When Lee didn’t respond, Doctor Jenny kept going. Her voice was so soft, but he was so mad. He was so, so mad he wanted her to know how mad he was.
She said, “But it won’t always be like that. You’re going to get better and better at controlling it.”
Something sharp twisted in Lee’s chest and he squeezed himself tighter. He tucked his face behind his legs--he didn’t care about watching her anymore, he just wanted the roaring to stop. His entire body seized up with the memory, as if he was trying to put the flames out again.
It wasn’t fair. A stranger snuck up behind Lee and grabbed the back of his neck. Instantly, every cell in his body sparkled to flame, engulfing him in a horrible, roaring blaze. It didn’t hurt physically, his new superpowers wouldn’t let it. But he could feel his eyes. On fire. His tongue. His bones. He couldn’t hear himself screaming, not when his eardrums had ignited and thundered inside his head. Two minutes. For two minutes, he burned.
“I’m sorry it was so scary,” she tried again. Lee glanced up, because it sounded like this would be the sort of time she might try to touch him again and he didn’t want that. But she didn’t. Which made Lee relax just the tiniest bit.
“They didn’t play by the rules,” Lee tried between gasps for breath. He didn’t not want to talk to her--he wanted to be understood, more than anything.
“The rules have to change,” she explained, very simply. “You’re getting older. It’s important that you keep learning, so the games have to get harder.”
That made sense, but Lee still didn’t like it. He shrank back behind his knees, his head twisted towards the wall so he didn’t have to look at Doctor Jenny. She got up to leave soon after, promising to get him his dinner, but he stayed where he sat, hiccupping every so often. The tears had dried, but the hole in his chest still hurt enough to make the pins in his nose start dancing again. He started tapping on his knees--one, two, three, four, all the way to six--the amount of “older” needed for the game to get harder.
v.
“Wow, that looks great, Cassie!” Lee smiled.
Cassie looked up with a huge grin, showcasing countless rows of razor-sharp teeth. She lunged off the side of her chair, tossed her crayons onto the table, scattering them all over her drawing of a rainbow, and tried to wrap her arms around Lee’s waist. Lee’s heart leaped into his throat and he quickly moved away, which made her stop. She flashed big, watery eyes at him--all-black, with no whites at the sides--and his stomach fell.
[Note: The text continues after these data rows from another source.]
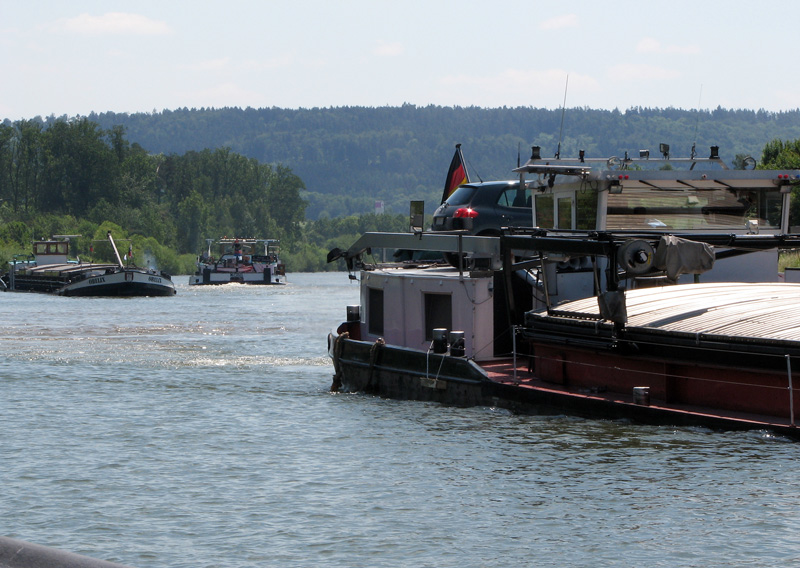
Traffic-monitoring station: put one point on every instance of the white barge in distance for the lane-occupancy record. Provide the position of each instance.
(49, 270)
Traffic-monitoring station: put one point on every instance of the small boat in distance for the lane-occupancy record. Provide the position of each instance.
(242, 261)
(50, 270)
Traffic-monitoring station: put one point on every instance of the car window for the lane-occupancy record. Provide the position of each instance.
(512, 197)
(462, 195)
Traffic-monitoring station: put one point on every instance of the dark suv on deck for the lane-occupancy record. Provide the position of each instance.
(483, 208)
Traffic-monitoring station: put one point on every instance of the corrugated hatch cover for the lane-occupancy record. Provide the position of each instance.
(755, 311)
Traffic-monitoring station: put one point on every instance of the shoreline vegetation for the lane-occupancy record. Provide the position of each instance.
(73, 177)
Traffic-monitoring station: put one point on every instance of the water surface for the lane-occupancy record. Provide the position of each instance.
(198, 431)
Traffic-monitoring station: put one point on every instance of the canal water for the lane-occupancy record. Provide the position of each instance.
(198, 431)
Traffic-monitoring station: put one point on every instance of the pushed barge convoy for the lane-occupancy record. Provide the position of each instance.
(662, 304)
(49, 270)
(242, 261)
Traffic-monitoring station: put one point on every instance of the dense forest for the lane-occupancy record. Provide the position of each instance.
(169, 180)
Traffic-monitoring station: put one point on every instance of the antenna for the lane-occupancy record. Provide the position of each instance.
(697, 122)
(563, 110)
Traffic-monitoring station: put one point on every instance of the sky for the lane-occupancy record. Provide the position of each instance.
(74, 57)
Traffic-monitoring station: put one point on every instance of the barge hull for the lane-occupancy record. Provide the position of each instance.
(406, 374)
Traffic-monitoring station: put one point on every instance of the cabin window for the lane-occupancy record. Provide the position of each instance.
(375, 311)
(586, 213)
(719, 207)
(565, 213)
(438, 313)
(544, 211)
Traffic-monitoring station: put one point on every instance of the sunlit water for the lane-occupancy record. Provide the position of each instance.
(198, 431)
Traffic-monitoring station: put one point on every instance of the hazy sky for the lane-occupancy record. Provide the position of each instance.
(71, 57)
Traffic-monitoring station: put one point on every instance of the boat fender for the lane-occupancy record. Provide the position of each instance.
(336, 354)
(635, 256)
(374, 353)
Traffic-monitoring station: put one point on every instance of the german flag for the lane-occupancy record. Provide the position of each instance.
(457, 174)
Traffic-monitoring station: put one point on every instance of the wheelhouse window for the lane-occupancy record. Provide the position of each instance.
(720, 207)
(564, 213)
(544, 211)
(375, 311)
(438, 313)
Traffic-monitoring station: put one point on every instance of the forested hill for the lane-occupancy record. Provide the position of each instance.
(350, 157)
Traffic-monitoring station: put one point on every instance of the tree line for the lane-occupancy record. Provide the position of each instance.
(74, 177)
(351, 157)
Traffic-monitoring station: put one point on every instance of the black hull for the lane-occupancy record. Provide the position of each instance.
(123, 290)
(110, 289)
(406, 374)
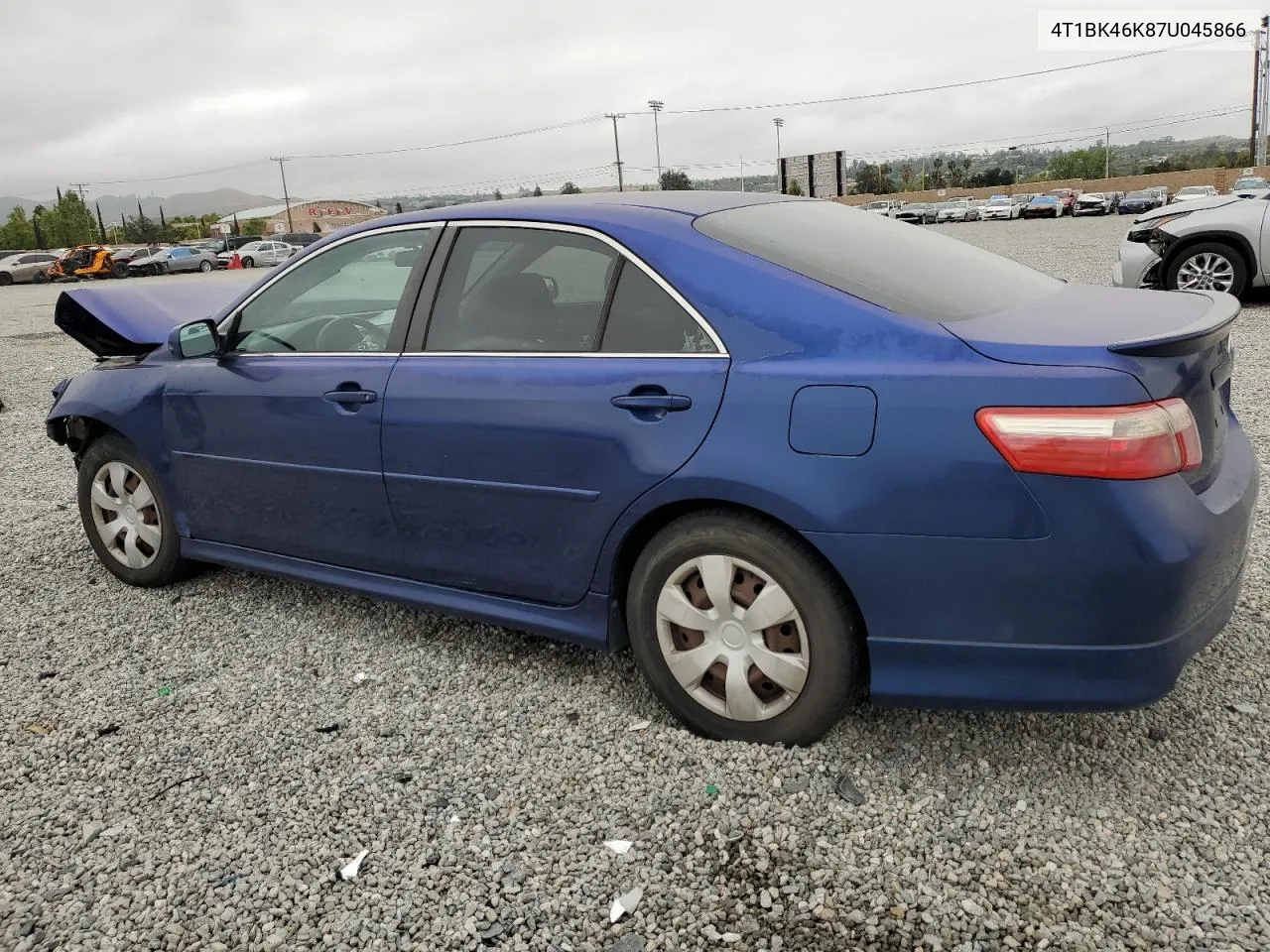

“I’m sorry, Cassie, you have to warn me!” he pleaded with her. He hated seeing her sad. Thinking quickly, he ran over to the corner where Judah stacked blocks with his long, thin tail, to a sloppily discarded fuzzy pink blanket. When Lee came close, Judah smiled.
“Hi, Judah, I’m gonna borrow this, ‘kay?” he kind-of-but-not-really asked. Judah nodded ferociously, hoping to tempt Lee to play with his agreeableness, but Lee walked away soon after, leaving Judah pouting. Lee draped the blanket over his shoulders and let it fall to his feet, covering his arms like a wizard’s robe that had been cut in half. He waddled back over to Cassie, kicking the fabric out in front of him so he wouldn’t trip.
When he finally reached her, he put his arms out wide with a grand, victorious huff. She fell into his warm, fuzzy chest and he squeezed her tight, grinning as he rested his cheek atop the blanket covering her head. They rocked like that for a bit. Cassie had a hole in her chest, too. Lee liked to fill it as much as he could--as much as he could before the panic started again.
“Lee,” a voice from the door commanded. Lee turned and Doctor Peter stood there, impatient. Lee looked at the clock and shrank a little. He shrugged out of the blanket-hug and went immediately for the door, shoving his hands into his pockets.
“Sorry, Doctor Peter,” he mumbled. Doctor Peter didn’t say anything and started walking. Lee followed quietly, obediently, two steps behind the doctor, his fist balled up in his pocket. The door to the playroom closed with a loud slice of metal slotting into place and they started down the long, clean hallway together.
His heart started to race. This might be his only chance. He didn’t even know if he would still be there. He very often wasn’t. Lee knew Doctor Peter was already kinda mad at him, so he tried to soften him. Just a little bit.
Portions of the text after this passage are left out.